YouGov’s first political survey following the general election finds Corbyn and May tied on 39% when it comes to who Brits think would make the best Prime Minister
Having been consistently ahead for the entirety of her premiership, Theresa May now finds herself neck and neck with Jeremy Corbyn on who would make the best Prime Minister (39% each).
This represents the continuation of a remarkable turnaround in fortunes for the PM and the Leader of the Opposition - representing both Corbyn's best-ever performance and May's worst. As recently as April, around half of Brits selected Theresa May as the best Prime Minister and less than a fifth picked the Labour leader (a score he had occupied ever since May moved into Downing Street).
More than four in ten Brits (41%) believe that the Conservatives would have done better under a different leader, although this falls to 32% among those who voted for the party last week. By contrast, only 24% of people think that Labour would have done better under a different leader than Corbyn – and 31% think they would have done worse.
The poor Conservative performance has ignited speculation that May could be subject to a leadership challenge later in the year, with Boris Johnson the most likely challenger (although in public the Foreign Secretary has backed the Prime Minister).
Boris is certainly the most popular choice among the public, coming top of a list of possible successors to May at 18%. The only other potential successor who also does well is Ruth Davidson, currently leader of the Conservative Party in Scotland (and not presently an MP), who is widely seen to have had a good campaign and is polling at 13%.
Davidson’s public profile is, however, far less developed, with 46% of people saying in a separate question that they didn’t know enough about her to answer whether they thought she would be a good or poor leader (that figure for Johnson was just 11%).
What comes next?
The aftermath of the election sees the Conservatives without a Commons majority, and the party is currently in talks with the DUP over a confidence and supply agreement. A quarter of people (25%) would actually rather see the two parties form a coalition government (and this is the favoured choice of the majority (53%) of those who voted Conservative in the election).
An almost identical proportion of people (26%) think the Conservatives should operate as a minority government trying to strike deals with other parties on individual issues. A further 33% of people think the Conservatives should step aside entirely and let Labour try and form a government – unsurprisingly this is the favoured option of Labour voters (68%).

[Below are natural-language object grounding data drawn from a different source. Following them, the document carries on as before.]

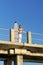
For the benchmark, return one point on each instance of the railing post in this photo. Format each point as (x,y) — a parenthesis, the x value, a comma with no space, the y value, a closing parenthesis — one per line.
(29,39)
(12,35)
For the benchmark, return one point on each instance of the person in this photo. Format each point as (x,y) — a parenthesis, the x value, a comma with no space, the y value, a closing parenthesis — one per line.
(16,31)
(20,31)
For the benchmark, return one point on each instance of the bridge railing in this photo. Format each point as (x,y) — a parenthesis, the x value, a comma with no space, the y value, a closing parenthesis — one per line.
(27,37)
(4,34)
(37,38)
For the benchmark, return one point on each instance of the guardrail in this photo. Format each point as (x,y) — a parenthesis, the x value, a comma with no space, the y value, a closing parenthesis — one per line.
(37,38)
(27,37)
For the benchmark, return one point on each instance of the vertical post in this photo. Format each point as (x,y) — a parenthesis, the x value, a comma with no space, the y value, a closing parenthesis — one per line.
(12,35)
(29,39)
(7,62)
(18,60)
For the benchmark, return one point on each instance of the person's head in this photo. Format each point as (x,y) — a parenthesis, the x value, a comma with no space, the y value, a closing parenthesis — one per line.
(20,26)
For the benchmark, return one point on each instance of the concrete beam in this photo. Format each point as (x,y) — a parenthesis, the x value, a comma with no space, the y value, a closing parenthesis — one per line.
(18,60)
(7,62)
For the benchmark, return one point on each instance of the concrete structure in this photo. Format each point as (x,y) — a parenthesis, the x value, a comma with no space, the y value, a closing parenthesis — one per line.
(19,52)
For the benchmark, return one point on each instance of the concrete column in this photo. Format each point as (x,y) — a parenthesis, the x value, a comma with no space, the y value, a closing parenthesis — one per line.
(29,39)
(12,35)
(7,62)
(18,60)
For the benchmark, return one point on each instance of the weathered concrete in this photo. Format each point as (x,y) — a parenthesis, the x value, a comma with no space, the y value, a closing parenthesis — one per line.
(18,60)
(8,62)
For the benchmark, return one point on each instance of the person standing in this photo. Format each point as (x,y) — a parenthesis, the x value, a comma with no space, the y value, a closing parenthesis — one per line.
(20,31)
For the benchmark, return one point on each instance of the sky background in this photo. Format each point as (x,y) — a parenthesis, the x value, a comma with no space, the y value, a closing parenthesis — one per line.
(28,13)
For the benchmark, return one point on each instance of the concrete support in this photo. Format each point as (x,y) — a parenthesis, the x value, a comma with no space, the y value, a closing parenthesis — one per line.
(12,35)
(18,60)
(8,62)
(29,39)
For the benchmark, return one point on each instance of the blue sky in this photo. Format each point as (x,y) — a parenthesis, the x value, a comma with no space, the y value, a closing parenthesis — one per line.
(29,13)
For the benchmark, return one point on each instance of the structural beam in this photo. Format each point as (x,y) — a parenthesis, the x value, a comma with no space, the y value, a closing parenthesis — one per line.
(8,62)
(18,60)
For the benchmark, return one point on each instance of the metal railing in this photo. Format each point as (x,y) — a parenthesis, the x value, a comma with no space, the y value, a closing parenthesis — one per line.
(37,37)
(4,34)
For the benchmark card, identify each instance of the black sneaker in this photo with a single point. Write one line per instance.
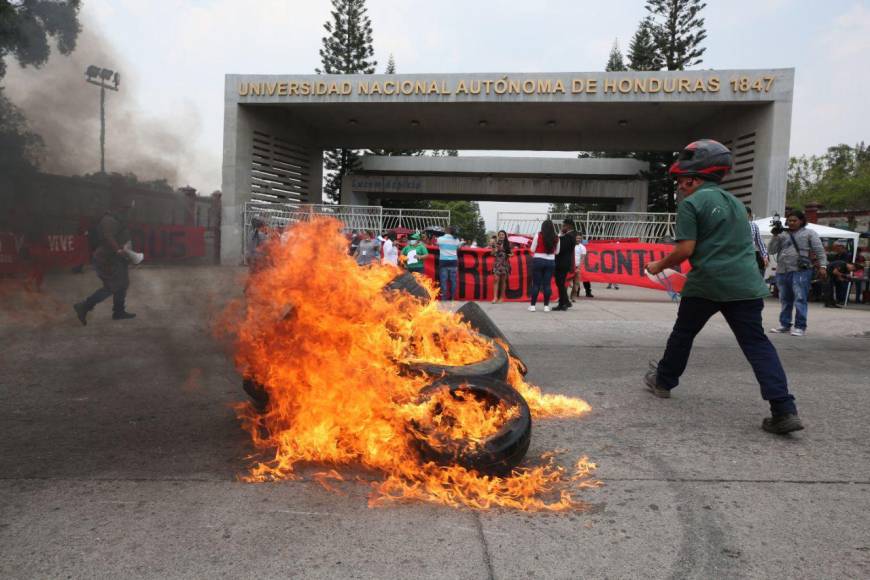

Should Conservative attempts to form a government fail it is unlikely that Labour would be any more successful given the parliamentary arithmetic, meaning that a second general election would need to be called. More than four in ten Brits (43%) say they would support holding another general election in the autumn (particularly Labour voters, at 65%), however only a third (33%) actually believe that a second election is a likely occurrence.